Eleven different risks commonly identified in investment markets

  1. Market or Systemic Risk - Impossible to avoid if you are invested at all and difficult to diversify. It is the risk that the whole market wont perform to expectations.
  2. Specific or Business Risk - The risk relating to a specific business or investment asset. Easily diversified by investing in a number of different businesses and or assets.
  3. Market Sector Risk - Relates to a particular sector of the market such as fixed interest or shares. Can be reduced by diversifying investments across different sectors.
  4. Financial Risk - The risk of the loss of funds due to the investment failing.
  5. Economic Risk - Risks associated with macro-economic factors such as inflation or Government monetary policy.
  6. Inflation Risk - The risk that the real value of your investment will fall if you don't earn at least as much as the inflation rate.
  7. Political Risk - The risk that changes to Government Policy may occur.
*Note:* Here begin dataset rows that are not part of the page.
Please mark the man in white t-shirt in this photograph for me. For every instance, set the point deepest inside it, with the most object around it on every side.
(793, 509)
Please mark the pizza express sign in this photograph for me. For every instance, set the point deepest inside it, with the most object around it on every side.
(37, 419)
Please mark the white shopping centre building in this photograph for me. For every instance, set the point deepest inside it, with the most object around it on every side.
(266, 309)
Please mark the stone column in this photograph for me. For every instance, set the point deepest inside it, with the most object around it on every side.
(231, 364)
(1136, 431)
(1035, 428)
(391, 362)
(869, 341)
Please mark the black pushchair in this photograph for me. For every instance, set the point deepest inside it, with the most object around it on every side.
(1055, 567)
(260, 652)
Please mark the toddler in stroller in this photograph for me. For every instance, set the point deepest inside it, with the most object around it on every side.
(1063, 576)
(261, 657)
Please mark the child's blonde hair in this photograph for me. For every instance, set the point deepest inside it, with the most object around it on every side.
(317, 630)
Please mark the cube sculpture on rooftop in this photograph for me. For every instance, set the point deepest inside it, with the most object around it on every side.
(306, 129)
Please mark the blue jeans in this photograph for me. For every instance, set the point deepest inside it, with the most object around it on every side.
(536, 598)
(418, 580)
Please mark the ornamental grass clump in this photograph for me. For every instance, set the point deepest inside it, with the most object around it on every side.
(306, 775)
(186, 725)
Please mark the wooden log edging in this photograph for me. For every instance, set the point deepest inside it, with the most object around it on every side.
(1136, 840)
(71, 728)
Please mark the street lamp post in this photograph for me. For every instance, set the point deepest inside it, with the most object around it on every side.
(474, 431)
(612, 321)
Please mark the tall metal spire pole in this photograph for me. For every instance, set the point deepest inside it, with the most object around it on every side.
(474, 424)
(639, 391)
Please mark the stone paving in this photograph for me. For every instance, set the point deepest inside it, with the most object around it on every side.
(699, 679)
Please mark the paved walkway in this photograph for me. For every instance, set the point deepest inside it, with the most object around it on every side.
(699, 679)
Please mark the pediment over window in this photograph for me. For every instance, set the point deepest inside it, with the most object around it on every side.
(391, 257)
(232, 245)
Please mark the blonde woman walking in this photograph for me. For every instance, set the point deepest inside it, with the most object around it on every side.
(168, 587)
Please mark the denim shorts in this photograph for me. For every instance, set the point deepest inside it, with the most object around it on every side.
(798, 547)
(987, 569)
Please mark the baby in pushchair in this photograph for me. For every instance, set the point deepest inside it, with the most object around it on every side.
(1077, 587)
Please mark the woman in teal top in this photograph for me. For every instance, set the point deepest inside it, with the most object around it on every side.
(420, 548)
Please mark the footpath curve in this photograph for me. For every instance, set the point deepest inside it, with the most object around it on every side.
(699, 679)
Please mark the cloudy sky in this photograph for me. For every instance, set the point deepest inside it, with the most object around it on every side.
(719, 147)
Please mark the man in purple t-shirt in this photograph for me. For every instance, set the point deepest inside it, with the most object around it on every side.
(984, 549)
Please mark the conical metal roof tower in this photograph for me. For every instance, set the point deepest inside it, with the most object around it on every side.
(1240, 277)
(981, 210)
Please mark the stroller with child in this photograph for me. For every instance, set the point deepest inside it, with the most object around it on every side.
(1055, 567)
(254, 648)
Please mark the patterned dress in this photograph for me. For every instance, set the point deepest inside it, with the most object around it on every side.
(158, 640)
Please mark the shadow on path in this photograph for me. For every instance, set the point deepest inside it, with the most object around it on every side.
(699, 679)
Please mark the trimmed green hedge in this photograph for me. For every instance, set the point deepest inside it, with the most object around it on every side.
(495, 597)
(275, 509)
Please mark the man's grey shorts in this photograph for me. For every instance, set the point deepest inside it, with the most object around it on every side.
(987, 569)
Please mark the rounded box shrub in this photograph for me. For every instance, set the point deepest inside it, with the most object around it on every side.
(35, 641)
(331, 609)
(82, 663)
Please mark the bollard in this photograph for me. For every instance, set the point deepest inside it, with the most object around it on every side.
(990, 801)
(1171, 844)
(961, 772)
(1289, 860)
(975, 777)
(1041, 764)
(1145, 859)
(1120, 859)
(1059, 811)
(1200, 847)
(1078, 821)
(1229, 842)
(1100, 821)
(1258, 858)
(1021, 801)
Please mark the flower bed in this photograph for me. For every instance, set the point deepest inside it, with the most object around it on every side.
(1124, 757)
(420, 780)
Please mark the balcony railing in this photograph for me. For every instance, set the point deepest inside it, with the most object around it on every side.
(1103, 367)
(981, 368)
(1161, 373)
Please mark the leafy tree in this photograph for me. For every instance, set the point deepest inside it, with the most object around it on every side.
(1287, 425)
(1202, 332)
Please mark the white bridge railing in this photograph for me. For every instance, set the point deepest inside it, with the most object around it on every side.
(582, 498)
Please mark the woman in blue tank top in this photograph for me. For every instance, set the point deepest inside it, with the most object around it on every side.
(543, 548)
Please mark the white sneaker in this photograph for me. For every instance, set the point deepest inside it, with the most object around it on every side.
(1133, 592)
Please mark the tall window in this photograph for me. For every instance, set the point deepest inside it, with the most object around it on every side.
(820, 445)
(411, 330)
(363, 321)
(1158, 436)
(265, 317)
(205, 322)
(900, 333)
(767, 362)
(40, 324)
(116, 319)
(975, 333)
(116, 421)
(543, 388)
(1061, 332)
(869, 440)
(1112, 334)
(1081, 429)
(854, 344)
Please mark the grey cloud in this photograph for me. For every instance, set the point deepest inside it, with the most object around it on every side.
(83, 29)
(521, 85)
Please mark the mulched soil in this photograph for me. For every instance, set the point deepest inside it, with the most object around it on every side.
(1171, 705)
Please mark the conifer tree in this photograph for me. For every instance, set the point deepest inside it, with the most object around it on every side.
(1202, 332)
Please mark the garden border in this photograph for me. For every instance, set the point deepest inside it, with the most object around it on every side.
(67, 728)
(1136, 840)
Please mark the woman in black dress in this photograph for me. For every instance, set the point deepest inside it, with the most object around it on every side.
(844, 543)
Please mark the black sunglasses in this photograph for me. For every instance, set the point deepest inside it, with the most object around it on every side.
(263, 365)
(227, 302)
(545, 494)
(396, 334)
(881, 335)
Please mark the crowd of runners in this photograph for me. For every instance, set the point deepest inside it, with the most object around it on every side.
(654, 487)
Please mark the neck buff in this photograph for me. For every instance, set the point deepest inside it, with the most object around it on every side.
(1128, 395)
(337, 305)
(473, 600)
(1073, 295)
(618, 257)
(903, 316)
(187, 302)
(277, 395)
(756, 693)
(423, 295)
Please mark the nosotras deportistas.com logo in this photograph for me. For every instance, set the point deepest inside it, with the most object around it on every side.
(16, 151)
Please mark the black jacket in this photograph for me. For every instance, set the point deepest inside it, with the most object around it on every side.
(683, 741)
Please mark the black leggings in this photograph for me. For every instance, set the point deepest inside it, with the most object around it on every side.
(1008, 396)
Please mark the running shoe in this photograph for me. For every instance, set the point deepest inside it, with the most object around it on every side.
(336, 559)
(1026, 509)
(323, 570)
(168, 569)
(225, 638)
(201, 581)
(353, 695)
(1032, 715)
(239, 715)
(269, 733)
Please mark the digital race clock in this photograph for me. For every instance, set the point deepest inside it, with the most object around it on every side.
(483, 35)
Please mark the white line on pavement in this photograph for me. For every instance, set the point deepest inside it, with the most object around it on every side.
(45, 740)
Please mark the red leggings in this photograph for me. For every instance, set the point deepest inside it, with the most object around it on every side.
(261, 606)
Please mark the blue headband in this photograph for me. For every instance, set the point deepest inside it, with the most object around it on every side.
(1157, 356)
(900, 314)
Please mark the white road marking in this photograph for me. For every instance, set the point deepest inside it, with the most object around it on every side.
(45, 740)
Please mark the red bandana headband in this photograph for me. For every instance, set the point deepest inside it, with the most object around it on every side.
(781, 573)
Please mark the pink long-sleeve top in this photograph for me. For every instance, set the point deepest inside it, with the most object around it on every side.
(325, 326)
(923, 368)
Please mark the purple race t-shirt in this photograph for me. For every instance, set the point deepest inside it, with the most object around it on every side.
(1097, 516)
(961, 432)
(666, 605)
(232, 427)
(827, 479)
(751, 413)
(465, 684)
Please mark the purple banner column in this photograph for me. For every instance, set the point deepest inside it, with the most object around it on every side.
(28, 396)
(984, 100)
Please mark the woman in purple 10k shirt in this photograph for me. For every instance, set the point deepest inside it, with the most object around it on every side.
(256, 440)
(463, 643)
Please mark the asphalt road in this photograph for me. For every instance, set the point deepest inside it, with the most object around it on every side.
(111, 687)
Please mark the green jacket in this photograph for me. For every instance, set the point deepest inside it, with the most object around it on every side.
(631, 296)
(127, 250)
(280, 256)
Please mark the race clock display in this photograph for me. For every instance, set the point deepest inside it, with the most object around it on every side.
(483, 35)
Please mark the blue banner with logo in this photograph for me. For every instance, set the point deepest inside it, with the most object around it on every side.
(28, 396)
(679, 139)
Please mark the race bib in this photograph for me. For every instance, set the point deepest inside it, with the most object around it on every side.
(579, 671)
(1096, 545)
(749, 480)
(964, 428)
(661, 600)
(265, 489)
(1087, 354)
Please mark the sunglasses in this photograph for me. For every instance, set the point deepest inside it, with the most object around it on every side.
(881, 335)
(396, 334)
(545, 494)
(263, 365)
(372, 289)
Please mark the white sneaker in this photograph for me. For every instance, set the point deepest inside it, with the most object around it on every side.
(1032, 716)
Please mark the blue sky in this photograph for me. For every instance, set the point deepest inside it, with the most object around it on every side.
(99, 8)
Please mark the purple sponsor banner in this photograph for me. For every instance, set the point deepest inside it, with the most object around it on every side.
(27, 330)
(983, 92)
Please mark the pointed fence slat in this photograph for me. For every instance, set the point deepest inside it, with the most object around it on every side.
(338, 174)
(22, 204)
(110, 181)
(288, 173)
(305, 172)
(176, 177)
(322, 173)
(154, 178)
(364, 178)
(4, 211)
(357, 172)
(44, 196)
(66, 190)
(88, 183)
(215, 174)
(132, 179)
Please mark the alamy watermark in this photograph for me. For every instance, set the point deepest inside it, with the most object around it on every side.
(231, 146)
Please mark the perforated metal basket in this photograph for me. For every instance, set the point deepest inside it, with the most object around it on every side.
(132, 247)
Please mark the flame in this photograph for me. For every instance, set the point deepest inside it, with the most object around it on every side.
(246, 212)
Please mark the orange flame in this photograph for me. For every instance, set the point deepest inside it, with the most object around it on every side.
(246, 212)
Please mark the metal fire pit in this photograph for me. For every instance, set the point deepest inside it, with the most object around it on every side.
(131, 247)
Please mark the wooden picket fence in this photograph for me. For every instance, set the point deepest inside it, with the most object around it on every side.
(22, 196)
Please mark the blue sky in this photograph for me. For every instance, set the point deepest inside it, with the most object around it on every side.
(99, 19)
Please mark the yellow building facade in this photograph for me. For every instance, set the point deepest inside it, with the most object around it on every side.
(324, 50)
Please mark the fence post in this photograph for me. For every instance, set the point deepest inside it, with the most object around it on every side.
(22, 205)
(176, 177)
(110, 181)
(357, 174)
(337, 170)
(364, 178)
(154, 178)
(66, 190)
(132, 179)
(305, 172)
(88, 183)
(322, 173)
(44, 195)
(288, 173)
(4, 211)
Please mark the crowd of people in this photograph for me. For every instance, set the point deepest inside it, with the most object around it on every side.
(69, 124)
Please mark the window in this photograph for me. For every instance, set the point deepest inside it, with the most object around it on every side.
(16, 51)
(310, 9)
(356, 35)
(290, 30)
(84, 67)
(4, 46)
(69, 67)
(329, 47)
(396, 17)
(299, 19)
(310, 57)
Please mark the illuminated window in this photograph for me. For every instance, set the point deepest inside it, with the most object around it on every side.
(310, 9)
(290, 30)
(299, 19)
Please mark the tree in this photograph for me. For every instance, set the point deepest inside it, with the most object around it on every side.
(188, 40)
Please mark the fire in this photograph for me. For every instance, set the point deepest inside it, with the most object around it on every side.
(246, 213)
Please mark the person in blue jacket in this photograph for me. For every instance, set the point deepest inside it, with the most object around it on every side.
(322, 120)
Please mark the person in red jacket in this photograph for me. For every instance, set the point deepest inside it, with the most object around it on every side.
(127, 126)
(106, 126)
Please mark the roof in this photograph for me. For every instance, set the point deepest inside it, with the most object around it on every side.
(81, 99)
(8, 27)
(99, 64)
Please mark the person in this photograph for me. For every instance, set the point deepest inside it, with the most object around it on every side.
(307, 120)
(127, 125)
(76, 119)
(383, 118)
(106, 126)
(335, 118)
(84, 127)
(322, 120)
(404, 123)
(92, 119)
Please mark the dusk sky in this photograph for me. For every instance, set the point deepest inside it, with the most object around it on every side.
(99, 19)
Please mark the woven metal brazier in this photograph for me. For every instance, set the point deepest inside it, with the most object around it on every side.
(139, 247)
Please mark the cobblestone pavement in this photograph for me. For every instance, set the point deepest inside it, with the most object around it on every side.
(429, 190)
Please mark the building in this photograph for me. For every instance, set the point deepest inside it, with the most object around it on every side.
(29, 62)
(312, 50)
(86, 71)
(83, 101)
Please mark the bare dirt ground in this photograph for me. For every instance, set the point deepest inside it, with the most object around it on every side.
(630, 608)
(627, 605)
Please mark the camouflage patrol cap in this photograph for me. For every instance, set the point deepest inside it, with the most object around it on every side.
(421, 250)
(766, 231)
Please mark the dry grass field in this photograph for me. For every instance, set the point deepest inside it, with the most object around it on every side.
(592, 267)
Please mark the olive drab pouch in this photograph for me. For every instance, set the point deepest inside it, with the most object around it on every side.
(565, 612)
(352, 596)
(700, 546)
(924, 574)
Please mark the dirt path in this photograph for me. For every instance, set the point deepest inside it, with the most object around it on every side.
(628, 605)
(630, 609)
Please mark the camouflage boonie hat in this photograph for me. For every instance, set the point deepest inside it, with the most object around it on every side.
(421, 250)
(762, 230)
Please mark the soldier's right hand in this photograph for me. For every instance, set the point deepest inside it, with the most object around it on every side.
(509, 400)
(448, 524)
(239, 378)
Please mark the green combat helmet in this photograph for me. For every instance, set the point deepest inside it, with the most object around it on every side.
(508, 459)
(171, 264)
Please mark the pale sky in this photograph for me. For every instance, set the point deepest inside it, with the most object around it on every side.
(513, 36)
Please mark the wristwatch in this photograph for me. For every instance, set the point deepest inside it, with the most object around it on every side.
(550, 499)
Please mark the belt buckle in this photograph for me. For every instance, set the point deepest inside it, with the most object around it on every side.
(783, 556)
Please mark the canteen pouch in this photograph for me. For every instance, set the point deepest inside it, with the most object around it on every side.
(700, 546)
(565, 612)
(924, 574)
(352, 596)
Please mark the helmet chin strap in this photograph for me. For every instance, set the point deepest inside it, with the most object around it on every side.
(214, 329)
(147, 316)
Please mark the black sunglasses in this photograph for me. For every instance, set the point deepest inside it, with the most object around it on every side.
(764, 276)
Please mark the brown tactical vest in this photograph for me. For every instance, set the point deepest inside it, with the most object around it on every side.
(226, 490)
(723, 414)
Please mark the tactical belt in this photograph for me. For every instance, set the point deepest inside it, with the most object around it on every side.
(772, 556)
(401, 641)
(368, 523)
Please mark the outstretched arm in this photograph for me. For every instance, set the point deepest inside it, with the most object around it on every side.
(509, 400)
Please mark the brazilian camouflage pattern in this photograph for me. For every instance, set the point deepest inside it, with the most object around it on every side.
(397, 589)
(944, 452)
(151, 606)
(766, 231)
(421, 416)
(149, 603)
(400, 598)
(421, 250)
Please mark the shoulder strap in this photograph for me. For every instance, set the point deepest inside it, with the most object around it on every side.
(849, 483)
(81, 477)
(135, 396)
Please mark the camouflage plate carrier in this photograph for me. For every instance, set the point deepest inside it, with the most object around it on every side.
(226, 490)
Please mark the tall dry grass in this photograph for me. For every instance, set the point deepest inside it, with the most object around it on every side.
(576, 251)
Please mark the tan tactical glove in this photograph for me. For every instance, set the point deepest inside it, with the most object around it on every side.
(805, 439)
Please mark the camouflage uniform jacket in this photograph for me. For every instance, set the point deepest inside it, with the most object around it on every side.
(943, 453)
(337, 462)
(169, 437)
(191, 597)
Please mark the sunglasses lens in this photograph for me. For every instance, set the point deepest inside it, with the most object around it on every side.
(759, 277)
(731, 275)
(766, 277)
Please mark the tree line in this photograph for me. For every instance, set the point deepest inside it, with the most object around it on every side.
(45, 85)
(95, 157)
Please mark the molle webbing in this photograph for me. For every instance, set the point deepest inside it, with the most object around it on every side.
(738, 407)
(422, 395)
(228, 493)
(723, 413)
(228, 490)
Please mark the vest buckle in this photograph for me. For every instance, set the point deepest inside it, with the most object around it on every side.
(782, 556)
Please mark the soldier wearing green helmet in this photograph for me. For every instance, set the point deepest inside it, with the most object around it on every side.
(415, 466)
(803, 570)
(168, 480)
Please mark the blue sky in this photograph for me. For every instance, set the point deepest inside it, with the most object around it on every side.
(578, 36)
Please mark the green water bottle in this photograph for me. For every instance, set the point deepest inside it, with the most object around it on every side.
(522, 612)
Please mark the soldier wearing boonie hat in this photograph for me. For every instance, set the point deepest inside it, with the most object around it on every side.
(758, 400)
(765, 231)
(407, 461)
May be due to a change in Government or a change in policy.
  8. Liquidity Risk - The risk that you may not be able to sell your investment when you want to sell it without accepting a price considerably less than "market".
  9. Timing Risk - The risk that you may by or sell assets at the wrong time. Inadvertently buying high and/or sell low.
  10. Opportunity Risk - The risk that you are unable to take advantage of a better return in a different investment.
  11. Information Risk - The risk that information about an investment is incorrect or that others have access to information before you.